Three-dimensional printers have revolutionized the world in the past few years. Whether if it is printing food, phone cases, or artificial skin, 3D printers can seemingly print anything. With the rapidly growing use of 3D printers, researchers are starting to use them for biomedical purposes. Recently, researchers at Tel-Aviv University 3D printed an artificial heart out of a patient’s biological material. The researchers not only were able to replicate the shape of the heart, but they were able to replicate the chambers, the vessels, and the ventricles.
Although this research takes an innovative approach, 3D printed hearts have been previously made by researchers at ETH Zurich in 2017. However, the component that distinguishes the recently developed 3D-printed heart and the one made in 2017 is the material used. The one made in 2017 consisted of an artificially made flexible material, while the current heart is made out of hydrogel, a substance that consists of fatty tissue extracted from patients. The hydrogel was separated into cardiac and endothelial cells to make compatible patches of cardiac cells with blood vessels. Not only does the heart mimic the function of contraction, but it is also made out of real biological material, making it very compatible with a potential patient.
The heart is still at its preliminary stages, and a lot more modifications must be made before a transplant can occur. For example, the size of the heart is fairly small, approximately the size of a rabbit’s heart. With the current size of the heart, the researchers are planning to test it with animals in the future. Furthermore, the researchers are planning to improve how the cells pump together, in order to create an improved pumping ability. The researchers predict that in approximately ten years, 3D printers will be common in hospitals to use for transplants.
Hearts aren’t the only body parts being printed with 3D printers. The devices have also been used to create prosthetic limbs. Currently, the average cost of a prosthesis can soar into the thousands, but a fully functional prosthesis can be printed for between $50 and $100. Although a traditional prosthesis is more durable than a 3D printed one, progress is being made to improve the quality of current 3D printed prosthetics.
“Prosthetics are very short term solution, but the recent 3D printed prosthetics are very intriguing,” said Noam Yakar (’21), who qualified for the prestigious Intel ISEF competition in Phoenix, Arizona. “My project was on the design and construction of a cost-effective full arm prosthesis with computer vision.
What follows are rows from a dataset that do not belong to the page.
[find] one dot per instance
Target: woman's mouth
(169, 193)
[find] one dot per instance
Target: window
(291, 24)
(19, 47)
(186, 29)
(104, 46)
I aimed to create a prosthetic that uses muscle impulses recorded by an electromyography sensor along with a camera to classify the shape and size of objects the user wants to grasp.”
Yakar continued by describing what the future of 3D-printed organs and limbs may hold. “I’ve read several papers that were quite interesting about polymers that were produced by a 3D printer. These polymers coat donated organs in order to decrease the chance of rejection from the body. As the polymer adheres,the organ becomes coated by a plethora of proteins that identify the organ as not-foreign/safe. It is a very interesting direction. The idea of 3D printed organs currently is somewhat ethically restricted, but I am very excited to see the future of this specific field. ”
The application of 3D printers has demonstrated to be almost endless, whether if it is for heart transplants or even for prosthetics. Three-dimensional printers are not only versatile, but they have proven to be affordable and easy to access. The potential of 3D printers is endless, and their roles in heart transplants in the future will be significant.